XI. Ora considerando este facto provado, e tendo em conta as regras de construção, tem sido entendimento técnico, nomeadamente o entendimento dado pelo Sr. Engenheiro , Licenciado em Engenharia Civil Pré Bolonha pelo ISEL, Membro da OET nº…, “no que diz respeito à construção de muretes técnicos para instalação de infraestruturas. A construção de um murete obedece à metodologia e cumprimento das normas e regulamentos aplicáveis à construção de estruturas em betão armado, neste caso trata-se de um muro de alvenaria com componente estrutural em betão (pilares, vigas e sapatas em betão). Nas metodologias de calculo a adotar importa efetuar verificações a nível de estabilidade, tombamento e deslizamento, entrando com as respectivas sobrecargas a considerar, incluindo a preparação da estrutura para execução de abertura de vala e ligações das infraestruturas na envolvente. As referidas verificações deverão ser efetuadas de acordo com a regulamentação europeia adotada em portugal (Eurocódigo 1 - Ações e estruturas, Eurocódigo 2 - Estruturas de Betão, Eurocódigo 4 - Estruturas de Aço e Betão e Eurocódigo 5 - Alvernaria, Eurocódigo 7 - Solos) ou no caso de se tratar de uma construção mais antiga estar de acordo com o REBAP -Regulamento de estruturas de betão armado e pré esforçado, RSA -Regulamento de Segurança e Acções e demais normas, regulamentos e metodologia comprovada.

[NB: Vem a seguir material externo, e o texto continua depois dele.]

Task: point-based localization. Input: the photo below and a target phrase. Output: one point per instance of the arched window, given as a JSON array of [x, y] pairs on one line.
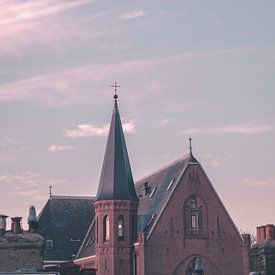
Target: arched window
[[193, 218], [96, 229], [106, 228], [193, 203], [134, 228], [120, 228]]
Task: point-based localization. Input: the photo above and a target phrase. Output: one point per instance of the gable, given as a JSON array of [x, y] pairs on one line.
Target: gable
[[63, 223], [160, 187], [194, 182]]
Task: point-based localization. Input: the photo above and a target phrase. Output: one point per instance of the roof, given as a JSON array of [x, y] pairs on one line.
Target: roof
[[88, 245], [161, 184], [65, 220], [116, 181]]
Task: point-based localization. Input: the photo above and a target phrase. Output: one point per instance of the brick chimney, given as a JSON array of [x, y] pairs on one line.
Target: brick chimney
[[16, 227], [270, 232], [3, 224], [265, 232], [260, 234], [32, 220]]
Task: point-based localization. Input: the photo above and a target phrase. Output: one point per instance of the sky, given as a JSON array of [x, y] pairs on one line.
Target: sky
[[200, 69]]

Para o cumprimento das verificações atrás referidas um murete técnico terá sempre que ser constituído por pilares que garantam a sua estabilidade (ou construção de parede em betão armado), assim como por sapatas que garantam que não ocorrem nem tombamento nem deslizamento.”
XII. O mesmo é dizer que ao homem médio, colocado naquela posição, não lhe era exigível sequer pensar que o muro em apreço estava construído como consta e bem, no ponto 13 dos Factos Provados, “ Este muro assentava numa solução construtiva em alvenaria de tijolo travado nos extremos por dois pilares, elementos assentes sobre argamassa de cimento.”
XIII. Porem e como resultou provado, neste ponto deveria também ser dado como provado que era uma argamassa de “betão de limpeza” com uma altura máxima de 2 cm” situação que se conclui pelas declarações de vários depoimentos.
XIV. Também e no que diz respeito aos Factos Provado, no ponto 14, foi dado como Provado que : “O muro não tinha sapatas e a sua alvenaria não tinha qualquer fundação.”
XV. Mais uma vez se retira a má construção violando todas e quaisquer regras, situação que considerando o caso concreto em nada se podia prever.
XVI. Quanto aos pontos 26 e 28 dos Factos Provados, foi entendimento da Meritíssima Juiz do Tribunal a quo que “ As RR. não elaboraram qualquer Plano de Segurança e Saúde para a execução dos trabalhos em causa.” e “A R. B, Lda. não elaborou qualquer ficha de procedimentos de segurança para a execução da obra, tendo adotado a ficha de procedimentos referida em 27”
XVII. Porem, a este propósito e de extrema importância releva dizer que, por não carecer do mesmo, para aquela obra em concreto não existia a elaboração de projeto de segurança e saúde de acordo o modelo que implica a existência de um projeto prévio, o que não se verificava no caso em concreto.
XVIII. Aqui no caso concreto, que é abertura de vala para deslocação de armário de rede de baixa tensão, carece de preenchimento de modelo de ficha de procedimentos de segurança para trabalhos de construção, ampliação remodelação, manutenção preventiva de redes de baixa tensão e iluminação pública, conforme imposição da E- , S.A.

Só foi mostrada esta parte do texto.